C’est le paradoxe de la visite d’Etat au Royaume-Uni qu’Emmanuel Macron entame ce mardi 8 juillet à l’invitation du roi Charles III.
Durant trois jours, le président français et son épouse Brigitte auront droit à tout le faste protocolaire royal britannique, un honneur qu’aucun dirigeant étranger n’a pour l’heure obtenu depuis le début du règne du souverain, en septembre 2022. Mais entre les deux hommes qui s’apprécient, et qui parlent chacun la langue de l’autre, le roi n’est peut-être pas celui qu’on pense. En fin de second mandat en France, et dans l’impossibilité de se représenter à nouveau en 2027, Emmanuel Macron est en effet régulièrement accusé de se comporter comme un monarque républicain. Un reproche, il est vrai, adressé aussi à certains de ses prédécesseurs, notamment au général de Gaulle (1962-1969) et à François Mitterrand (1981-1995).
Un président roi?
Emmanuel Macron, président-roi? «L’expression 'monarque républicain' caractérise l’extension des pouvoirs du président de la République sous la Ve République», confirme le très documenté site web Vie publique, spécialisé sur les institutions. Et de citer, justement, De Gaulle et Mitterrand: «La stature du général de Gaulle, ses méthodes de gouvernement, que ses adversaires dénonçaient comme un pouvoir personnel, cadraient parfaitement avec l’image du monarque républicain. Ses successeurs n’ont pas échappé à cette critique, d’autant plus qu’ils ont parfois amplifié des pratiques inaugurées par le fondateur de la Ve République.» Mitterrand, lui, avait résumé l’affaire d’une phrase le 2 juillet 1981, trois mois après son élection: «Les institutions n’étaient pas faites à mon intention.
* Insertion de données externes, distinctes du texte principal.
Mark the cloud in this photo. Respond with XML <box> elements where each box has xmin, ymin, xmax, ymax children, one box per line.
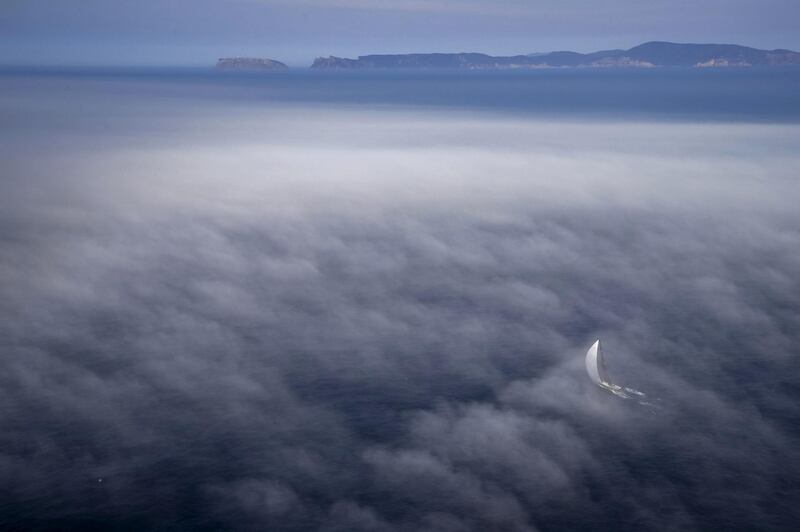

Mais elles sont bien faites pour moi.»
L’actuel chef de l’Etat français, âgé de 47 ans, arrive au Royaume-Uni dans une situation particulière. Sur le plan institutionnel, il continue de disposer de tous les pouvoirs conférés par la constitution, et il vient de récupérer lundi 7 juillet celui de dissoudre l’Assemblée nationale, un an après la dissolution controversée du 9 juin 2024.
Charles III, sans pouvoirs
A l’inverse, Charles III n’a pas d’autres pouvoirs régaliens que celui de nommer le Premier ministre (imposé par le résultat des élections) et les Lords, et de décorer ses sujets des différents ordres de la couronne. Mais sur le plan de la proximité avec la population en revanche, le souverain britannique est sacrément en avance. A 75 ans, après une vie presque entière passée à attendre le trône et à seconder sa mère Elizabeth III à la fin de son très long règne (70 ans, 7 mois et deux jours), Charles III a 51% d’opinions favorables dans les sondages tandis que son invité français stagne entre 20 et 25%. Il n’est désormais plus relégué en seconde position derrière sa sœur, la princesse Anne, en termes de popularité.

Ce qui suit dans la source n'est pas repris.